The lineup of both savory and sweet piadinas Priebe developed for his All Piadina menu is a crowd-pleaser that will make your house a favorite party destination. To make things easy, Priebe offers a timeline listing what you can do a week or day ahead, so you will have plenty of time with friends on game-day to root for your favorite team. Platters of piadinas, cut in half for just the right serving size, will dazzle and delight those at your gathering.

Piadina Genovese features grilled chicken with pesto, pine nuts, and olives, and was inspired, Priebe says, by the “classic antipasto of chicken breast smothered in pesto.” Priebe relies on roasted pecans instead of pine nuts in his pesto for “a robust, earthy taste.” A satisfying alternative would be the heartier Piadina Saraceno, an opportunity to use a handful of special mushrooms in a juicy filling along with Italian sausage, cheese, pan-roasted peppers and onions, and shaved Parmesan. Priebe created Piadina Saraceno to honor the Cured Meat and Cheese Festival held annually in Bologna at the ancient Saraceno market, the site of many “grand fairs honoring certain Italian traditions.”

Thinly sliced soppressata, a spicy Italian deli meat, teams up with wafer-thin Parmesan crisps and honey in Priebe’s Piadina Dolce e Salato for a flavor experience with “triple the pleasure.” Soppressata, an Italian delicacy, is a type of dry salami, that comes either hot or sweet, imported or artisan soppressata being best, says Priebe.

To accentuate the Italian spirit of the menu, consider including Piadina Neapolitan with its three colors of the Italian flag: green, white, and red. Piadina Neapolitan, Priebe’s favorite savory piadina, is a grilled cheese sandwich, Italian-style, with fresh mozzarella “that melts into milky pillows,” tomato, basil, and a cheery, golden-red flatbread crust.

Serve guests their side of vegetables at the party with the vegetarian Firenze, a festive piadina with a crisped flatbread pocket filled with colorful strips of roasted bell peppers, grilled eggplant, shaved Parmesan, and a tasty tomato-balsamic vinaigrette.

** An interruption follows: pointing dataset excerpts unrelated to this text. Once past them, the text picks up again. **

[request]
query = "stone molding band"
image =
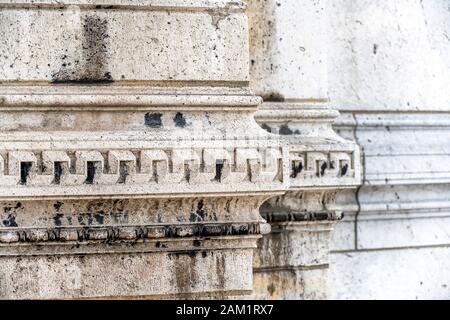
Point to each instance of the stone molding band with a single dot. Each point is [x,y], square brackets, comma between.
[112,234]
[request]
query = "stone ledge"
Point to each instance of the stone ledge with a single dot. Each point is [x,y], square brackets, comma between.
[112,234]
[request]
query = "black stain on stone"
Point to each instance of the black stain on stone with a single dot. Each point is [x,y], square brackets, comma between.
[219,170]
[10,221]
[199,214]
[296,169]
[91,68]
[266,127]
[196,243]
[153,120]
[57,219]
[285,130]
[57,205]
[273,97]
[179,120]
[323,167]
[99,218]
[25,170]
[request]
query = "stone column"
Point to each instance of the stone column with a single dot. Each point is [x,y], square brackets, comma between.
[130,162]
[288,56]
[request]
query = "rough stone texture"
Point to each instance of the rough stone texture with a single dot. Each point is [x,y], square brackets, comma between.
[289,70]
[389,74]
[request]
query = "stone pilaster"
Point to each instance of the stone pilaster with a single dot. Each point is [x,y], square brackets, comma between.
[130,161]
[289,70]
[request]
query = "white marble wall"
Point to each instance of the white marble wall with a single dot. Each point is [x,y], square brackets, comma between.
[389,75]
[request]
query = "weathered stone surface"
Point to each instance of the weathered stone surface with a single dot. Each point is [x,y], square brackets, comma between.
[389,73]
[289,70]
[130,162]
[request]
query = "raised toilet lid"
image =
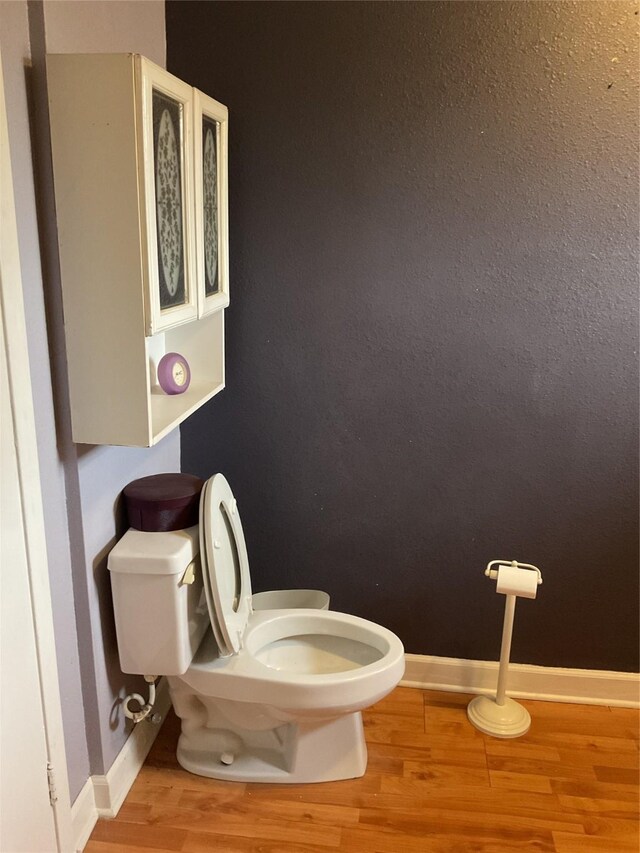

Some vegetarian friends might also really welcome Piadina Radicchio which offers the option of a soft-green Jalapeno flatbread crust, and filling of mellowed radicchio, Gorgonzola, and roasted garlic cloves, “flavor mines with a rich, sweet taste and soft, buttery texture.”

Regarding dessert, you could say Priebe is forward-thinking. “When I plan a meal I start at dessert and work backwards,” says Priebe. Piadina Limone was his dessert of choice for the All Piadina menu. I prepared Piadina Limone for a birthday party recently. And I used a panini press to grill the flatbread dough, making a sweet, slightly crisp crust with light grill marks, that held the tart lemon curd, whipped cream, blueberries, and crumbled shortbread cookie. Piadina Limone was scrumptious.

Priebe also highly recommends Piadina Caramelata, his favorite dessert piadina, but especially for those guests “with a sweet tooth.” The Caramelata, which includes chocolate fudge, warm caramel sauce, and optional ice cream among filling ingredients, Priebe developed as a sweet reminder of the flavors he enjoyed in the Marathon Bars of his youth.

Whether you decide to make sweet or savory piadinas, Priebe’s recipes or your own with his guidelines in mind, Priebe says, “Make plenty because they always go fast.”